I actually agree with this entirely.
“Her complaints that services are boring, however, are something altogether different. She may, in fact, be right. What’s the average age of people who attend services? If it’s mostly older folks or young families with small children, the sermons and community activities that may be perfect for those groups would be completely irrelevant to a teenager.”
He’s gone off the rails again. There was a time that I would have strongly agreed with him. That time lasted after when I joined the Church in 2000. However, I’ve come to learn that the aesthetics of high liturgy have rich catechetical value, and those who are bored are generally copping out. Even poor liturgy, however, does not destroy the most important and central aspect of worship. That is the Eucharist, the Divine Presence of the Body and Blood of Christ, is so important, so significant, and so beautiful that it trumps even the worst aesthetics. Of course, that doesn’t mean poor liturgy can’t be psychological and/or spiritually harmful or superb liturgy enriching. It just means that warm fuzzes or smells and bells aren’t why we’re obliged – or should desire – to attend.

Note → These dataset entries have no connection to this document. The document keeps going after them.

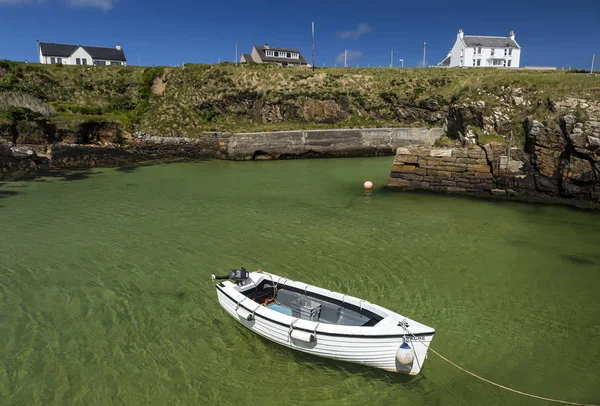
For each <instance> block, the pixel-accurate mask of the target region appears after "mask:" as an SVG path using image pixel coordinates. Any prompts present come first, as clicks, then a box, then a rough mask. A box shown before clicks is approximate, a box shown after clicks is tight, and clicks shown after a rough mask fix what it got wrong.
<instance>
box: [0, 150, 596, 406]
mask: <svg viewBox="0 0 600 406" xmlns="http://www.w3.org/2000/svg"><path fill="white" fill-rule="evenodd" d="M391 163H392V158H369V159H346V160H338V159H331V160H310V161H308V160H307V161H302V160H296V161H278V162H222V161H211V162H203V163H197V164H194V163H176V164H169V165H162V164H161V165H155V166H144V167H124V168H118V169H117V168H115V169H97V168H95V169H94V170H93V171H68V172H65V173H61V174H54V175H52V176H47V177H35V178H32V179H31V180H29V181H22V182H16V183H14V182H5V183H4V184H0V198H1V202H2V205H3V206H4V207H0V259H1V260H0V321H1V326H2V334H0V399H4V400H6V399H8V404H36V403H37V404H44V405H46V404H60V405H63V404H72V403H84V404H110V403H122V404H140V403H144V404H145V403H156V404H169V403H172V402H173V399H177V401H178V402H181V403H189V404H215V403H219V402H222V403H225V404H247V403H248V401H252V402H259V403H265V404H281V403H290V404H312V403H319V404H321V403H325V404H339V403H346V404H382V405H389V404H403V403H416V404H444V405H446V404H537V403H536V402H534V401H532V400H530V399H527V398H522V397H519V396H518V395H515V394H511V393H508V392H503V391H500V390H498V389H497V388H494V387H490V386H487V385H485V384H482V383H480V382H477V381H474V380H473V379H472V378H471V377H469V376H468V375H466V374H464V373H463V372H460V371H458V370H456V369H453V368H452V367H451V366H449V365H448V364H446V363H444V362H443V361H442V360H440V359H439V358H437V357H435V356H430V357H429V359H428V360H427V362H426V364H425V367H424V370H423V373H422V374H421V375H419V376H417V377H407V376H404V375H398V374H392V373H389V372H385V371H379V370H376V369H372V368H368V367H363V366H361V365H353V364H348V363H343V362H337V361H331V360H327V359H323V358H318V357H314V356H310V355H307V354H304V353H299V352H295V351H293V350H290V349H289V348H285V347H283V346H279V345H277V344H274V343H272V342H270V341H268V340H266V339H263V338H261V337H259V336H256V335H255V334H253V333H252V332H250V331H248V330H246V329H244V327H243V326H241V325H240V324H239V323H237V322H235V321H234V320H233V319H232V318H231V317H229V316H228V315H227V314H226V313H225V312H224V311H223V310H222V309H221V308H220V306H219V305H218V303H217V300H216V293H215V290H214V285H213V283H212V282H211V281H210V275H211V274H213V273H222V272H223V271H227V270H228V269H232V268H239V267H241V266H244V267H246V268H247V269H256V268H261V269H264V270H265V271H271V272H274V273H276V274H280V275H285V276H287V277H289V278H292V279H296V280H302V281H306V282H310V283H313V284H316V285H319V286H323V287H324V288H327V289H332V290H336V291H340V292H344V293H347V294H350V295H353V296H357V297H361V298H364V299H366V300H368V301H371V302H374V303H377V304H380V305H382V306H384V307H387V308H390V309H393V310H395V311H397V312H399V313H400V314H404V315H406V316H408V317H411V318H413V319H415V320H418V321H421V322H423V323H425V324H426V325H430V326H432V327H434V328H436V330H437V334H436V336H435V339H434V341H433V347H434V348H435V349H436V350H437V351H439V352H440V353H442V354H444V355H446V356H448V357H449V358H450V359H452V360H453V361H456V362H457V363H459V364H461V365H463V366H465V367H467V368H468V369H470V370H472V371H474V372H476V373H478V374H481V375H483V376H485V377H486V378H489V379H491V380H494V381H497V382H500V383H502V384H504V385H507V386H510V387H515V388H517V389H519V390H524V391H527V392H532V393H536V394H539V395H541V396H548V397H553V398H559V399H567V400H573V401H578V402H584V403H598V402H599V401H600V398H599V396H598V390H597V383H598V381H599V380H600V353H599V352H598V348H600V342H599V338H598V337H600V325H599V324H598V314H600V298H599V296H598V293H597V292H598V288H599V287H600V273H599V272H598V267H599V264H600V257H599V256H598V254H597V252H598V250H597V242H598V241H600V216H599V215H598V214H597V213H594V212H589V211H581V210H571V209H568V208H565V207H556V206H541V205H528V204H520V203H513V202H495V201H488V200H482V199H466V198H461V197H456V196H437V195H430V194H416V193H392V192H390V191H389V190H386V189H385V188H383V187H382V186H381V185H384V184H385V183H386V180H387V174H388V171H389V168H390V167H391ZM364 179H372V180H373V181H374V183H375V185H376V187H375V189H374V190H373V191H371V192H367V193H365V191H364V189H363V187H362V183H363V182H364ZM63 180H76V181H72V182H63ZM257 379H259V381H260V382H263V381H264V382H269V383H270V384H271V385H270V387H273V388H277V389H276V393H273V391H272V390H271V389H268V388H266V387H265V385H263V384H257ZM3 403H6V402H3Z"/></svg>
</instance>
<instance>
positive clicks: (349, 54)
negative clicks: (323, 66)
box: [335, 49, 365, 64]
mask: <svg viewBox="0 0 600 406" xmlns="http://www.w3.org/2000/svg"><path fill="white" fill-rule="evenodd" d="M345 53H346V55H345V58H346V62H348V63H349V62H351V61H356V60H357V59H360V58H362V57H363V56H365V54H363V53H362V52H360V51H353V50H351V49H349V50H347V51H346V52H345ZM335 61H336V62H337V63H339V64H343V63H344V52H342V53H341V54H339V55H338V56H336V57H335Z"/></svg>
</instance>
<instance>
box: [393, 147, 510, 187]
mask: <svg viewBox="0 0 600 406" xmlns="http://www.w3.org/2000/svg"><path fill="white" fill-rule="evenodd" d="M388 187H391V188H398V189H421V190H432V191H437V192H452V193H488V194H489V193H493V192H494V191H495V186H494V181H493V175H492V170H491V166H490V165H489V164H488V161H487V159H486V153H485V151H484V150H483V149H482V148H480V147H471V148H460V149H449V148H443V149H430V148H402V147H401V148H398V150H397V151H396V158H395V159H394V164H393V166H392V171H391V173H390V179H389V182H388ZM503 194H504V193H503Z"/></svg>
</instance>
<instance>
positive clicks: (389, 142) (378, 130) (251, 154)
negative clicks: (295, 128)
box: [227, 128, 444, 160]
mask: <svg viewBox="0 0 600 406" xmlns="http://www.w3.org/2000/svg"><path fill="white" fill-rule="evenodd" d="M443 134H444V130H443V129H442V128H432V129H426V128H365V129H348V130H306V131H280V132H263V133H246V134H232V135H231V137H229V140H228V141H227V158H228V159H234V160H250V159H271V158H287V157H302V156H376V155H392V154H394V151H395V150H396V148H398V147H399V146H406V145H418V146H432V145H433V143H434V142H435V140H436V139H438V138H439V137H440V136H441V135H443Z"/></svg>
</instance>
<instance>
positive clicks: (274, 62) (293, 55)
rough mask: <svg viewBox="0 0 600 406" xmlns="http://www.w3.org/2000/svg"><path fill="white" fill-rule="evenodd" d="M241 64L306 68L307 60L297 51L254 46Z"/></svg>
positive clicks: (243, 60) (288, 49) (242, 57)
mask: <svg viewBox="0 0 600 406" xmlns="http://www.w3.org/2000/svg"><path fill="white" fill-rule="evenodd" d="M240 62H241V63H275V64H278V65H284V66H287V65H295V66H305V65H306V64H307V63H306V60H305V59H304V57H303V56H302V54H301V53H300V51H298V50H297V49H289V48H271V47H270V46H269V44H265V45H263V46H259V45H257V46H254V47H253V48H252V52H251V53H249V54H242V56H241V58H240Z"/></svg>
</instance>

“As a compromise, could you find a nearby church that offers a youth ministry and outreach programs geared to teens? I’m betting that she’ll be able to relate much better to that type of worship environment than to traditional services, and she’ll be hard pressed to find excuses not to go.”
Church-shopping is often understandable, and I’ve been known to do it myself, but it shouldn’t be uncritically encouraged. It would be best if parents considered which parish(es) in their area offered the kind of religious education, liturgy, and faith support they needed to carry the family through all their children’s formative years. Sure, unplanned changes sometimes have to be made, but the intention should be to find a parish and stick to it. Looking for a new parish in the midst of adolescence to satisfy fickle tastes is self-defeating and could be harmful to the whole family. Tastes change, priorities are rearranged, patience grows, and children mature. The Church, the Mystical Body of Christ on Earth, His Holy Bride, is constant and everlasting.
We shouldn’t be accommodating our children’s whims, but guiding our children on the path we desire them to follow. Children have free will, and we can’t force them to believe as we believe or behave as we behave, but it’s a parent’s responsibility to raise them to become integral adults – whole persons, with consciences formed in authentic faith. Indeed, it is a profound privilege we have received, as persons created in the image and likeness of God, that we may participate in God’s creation as priests, prophets, and kings for our families.